The term downstream is used to refer to the sellers and distributers of the products. Many times refineries are also lumped into that group. Sometimes people use downstream to refer to the essentially everything but the upstream segment.
Of course their are also service companies that specialize in various theings. For example, you could have a company that specializes in selling pipe to the E&P companies. You could have companies that specialize in the actual drilling operation. You could have companies that handle hydraulic fracturing. There are all sorts of different jobs that get lumped into the service industry. These guys make money when people are using their service not when commodity prices go up or down.
Of course their are other somewhat related industries like the chemical industry.
There are big companies at each of these different levels that are not integrated. On the upstream end you have huge independent oil and gas producers like Anadarko, Apache, Devon, EOG, Occidental, Chesapeake. On the midstream end you have companies like Enterprise, Kinder Morgan, Oneok. One the refining end you have companies like Valero and Marathon.
The major oil companies like ExxonMobil, BP, Conoco Phillips, Chevron Texaco, Royal Dutch Shell are integrated meaning they operate in more than one of these segments. Exxon is a huge upstream company that is also a huge downstream company. They also have a chemical group, alterantive energy group, and a host of other random stuff. They are just a big diversified energy company. They make most of their money on the upstream and refining end. These guys may also have their name on the local gas station you use, but that does not mean they own it. For example, BP owned none of the gas stations in the U.S. that had the BP brand on it. If you don’t like Exxon and think that boycotting their gas stations is a good way to not give them any of your hard earned money, you are wrong. They likely do not own the gas station and you are only hurting the little guy who owns the station.
You also have the big national oil companies like Aramco (Saudi Arabia), CNOOC (China), Pemex (Mexico), Petrobras (Brazil), Statoil (Norway), ENI (Italy), Gazprom (Russia), etc. These are obviously just state run oil companies. They are primarily in the upstream business.
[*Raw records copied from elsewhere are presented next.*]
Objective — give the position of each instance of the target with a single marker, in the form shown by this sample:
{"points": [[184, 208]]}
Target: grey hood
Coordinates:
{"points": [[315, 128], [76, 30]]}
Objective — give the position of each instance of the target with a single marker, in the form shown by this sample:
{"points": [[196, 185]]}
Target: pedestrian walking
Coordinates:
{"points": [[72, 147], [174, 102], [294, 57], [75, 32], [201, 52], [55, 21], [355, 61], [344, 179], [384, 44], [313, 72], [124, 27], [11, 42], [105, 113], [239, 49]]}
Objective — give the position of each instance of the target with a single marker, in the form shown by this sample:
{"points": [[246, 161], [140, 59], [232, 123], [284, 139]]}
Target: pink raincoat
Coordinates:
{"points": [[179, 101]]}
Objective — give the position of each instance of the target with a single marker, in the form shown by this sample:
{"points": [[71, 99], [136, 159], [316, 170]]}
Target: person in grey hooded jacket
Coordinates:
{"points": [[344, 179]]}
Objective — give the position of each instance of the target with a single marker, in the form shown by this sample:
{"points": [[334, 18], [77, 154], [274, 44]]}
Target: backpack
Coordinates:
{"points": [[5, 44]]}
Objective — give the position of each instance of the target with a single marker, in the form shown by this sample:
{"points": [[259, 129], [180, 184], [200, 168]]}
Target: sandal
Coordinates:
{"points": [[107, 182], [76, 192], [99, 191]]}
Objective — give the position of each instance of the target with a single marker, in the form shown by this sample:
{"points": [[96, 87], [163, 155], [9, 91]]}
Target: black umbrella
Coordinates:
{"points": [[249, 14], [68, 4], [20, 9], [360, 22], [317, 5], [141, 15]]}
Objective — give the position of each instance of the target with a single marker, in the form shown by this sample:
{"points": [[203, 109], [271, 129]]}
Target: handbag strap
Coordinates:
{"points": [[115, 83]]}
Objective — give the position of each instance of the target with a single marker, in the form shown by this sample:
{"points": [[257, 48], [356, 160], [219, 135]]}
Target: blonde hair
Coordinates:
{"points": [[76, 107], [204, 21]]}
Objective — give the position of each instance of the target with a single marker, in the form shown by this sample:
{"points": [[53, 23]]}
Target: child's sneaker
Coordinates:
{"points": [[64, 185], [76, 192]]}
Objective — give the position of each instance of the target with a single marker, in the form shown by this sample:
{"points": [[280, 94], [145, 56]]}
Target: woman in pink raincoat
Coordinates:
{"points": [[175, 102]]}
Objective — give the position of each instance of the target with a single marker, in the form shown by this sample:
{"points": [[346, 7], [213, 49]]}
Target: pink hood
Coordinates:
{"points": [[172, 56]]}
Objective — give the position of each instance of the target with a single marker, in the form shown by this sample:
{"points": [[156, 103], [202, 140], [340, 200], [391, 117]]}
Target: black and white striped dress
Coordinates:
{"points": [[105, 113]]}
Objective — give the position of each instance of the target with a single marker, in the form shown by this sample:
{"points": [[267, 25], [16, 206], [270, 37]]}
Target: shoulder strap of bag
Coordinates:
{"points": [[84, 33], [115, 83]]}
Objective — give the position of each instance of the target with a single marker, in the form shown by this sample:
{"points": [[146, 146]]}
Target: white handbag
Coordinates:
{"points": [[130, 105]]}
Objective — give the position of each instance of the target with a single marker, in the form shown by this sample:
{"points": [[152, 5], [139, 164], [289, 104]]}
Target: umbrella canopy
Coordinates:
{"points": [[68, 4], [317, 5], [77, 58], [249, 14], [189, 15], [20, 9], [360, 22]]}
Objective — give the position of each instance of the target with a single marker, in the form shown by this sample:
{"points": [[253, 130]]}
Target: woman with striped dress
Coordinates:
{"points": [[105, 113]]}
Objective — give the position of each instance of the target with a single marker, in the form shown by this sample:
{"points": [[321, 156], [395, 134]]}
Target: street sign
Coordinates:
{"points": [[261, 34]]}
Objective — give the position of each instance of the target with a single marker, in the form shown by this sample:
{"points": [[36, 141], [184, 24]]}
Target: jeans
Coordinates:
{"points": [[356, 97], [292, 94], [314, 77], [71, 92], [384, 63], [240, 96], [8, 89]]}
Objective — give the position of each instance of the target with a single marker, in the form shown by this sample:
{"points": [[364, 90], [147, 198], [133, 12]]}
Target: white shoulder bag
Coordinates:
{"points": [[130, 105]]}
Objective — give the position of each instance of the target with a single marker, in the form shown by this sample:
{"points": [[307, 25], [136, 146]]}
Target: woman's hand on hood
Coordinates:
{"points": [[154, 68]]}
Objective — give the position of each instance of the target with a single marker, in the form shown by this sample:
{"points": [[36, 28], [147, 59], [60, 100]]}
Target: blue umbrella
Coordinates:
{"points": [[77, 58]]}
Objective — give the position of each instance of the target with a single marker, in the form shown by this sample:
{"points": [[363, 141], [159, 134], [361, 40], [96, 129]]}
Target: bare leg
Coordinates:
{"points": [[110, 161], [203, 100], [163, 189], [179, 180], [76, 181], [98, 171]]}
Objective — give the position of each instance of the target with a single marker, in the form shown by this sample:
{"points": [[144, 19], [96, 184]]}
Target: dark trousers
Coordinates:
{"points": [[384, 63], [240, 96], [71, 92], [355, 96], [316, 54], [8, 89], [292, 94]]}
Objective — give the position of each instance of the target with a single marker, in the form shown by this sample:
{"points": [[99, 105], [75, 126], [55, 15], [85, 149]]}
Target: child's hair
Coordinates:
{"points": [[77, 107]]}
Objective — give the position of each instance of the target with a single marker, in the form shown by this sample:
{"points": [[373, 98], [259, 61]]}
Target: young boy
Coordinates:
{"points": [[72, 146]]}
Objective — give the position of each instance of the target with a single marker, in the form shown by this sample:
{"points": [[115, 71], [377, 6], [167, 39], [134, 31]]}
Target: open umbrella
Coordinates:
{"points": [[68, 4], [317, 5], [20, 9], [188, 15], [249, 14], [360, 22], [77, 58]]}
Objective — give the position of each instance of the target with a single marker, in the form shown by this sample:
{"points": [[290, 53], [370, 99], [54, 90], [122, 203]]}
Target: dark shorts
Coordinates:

Saying the term oil company doesn’t really mean a whole lot. You could conceivably call Exxon, Halliburton, Apache, Valero, Aramco, or the thousands of small companies in each of these lines of business “oil companies”, but they are completely different and make money in completely different ways. It is sort of like using the term banker to mean the teller at your branch, the mortgage officer, the large corporate lender, the derivatives trader, the investment banker, the back office HR person, the CEO of JPMorgan, the mutual fund salesman in your local branch, etc. You might technically be correct in calling them all a banker and they might refer to themselves that way, but it is at that point a pretty meaningless descriptor.
That’s not true at all. Operating costs usually rise on a per barrel of production basis as oil prices rise. I’m not saying they don’t make more money with a rise in prices because they obviously do, but all of the service companies usually raise their prices as well when oil prices rise. Look at historical lease operating costs per barrel of production, and you will see a correlation with commodity prices.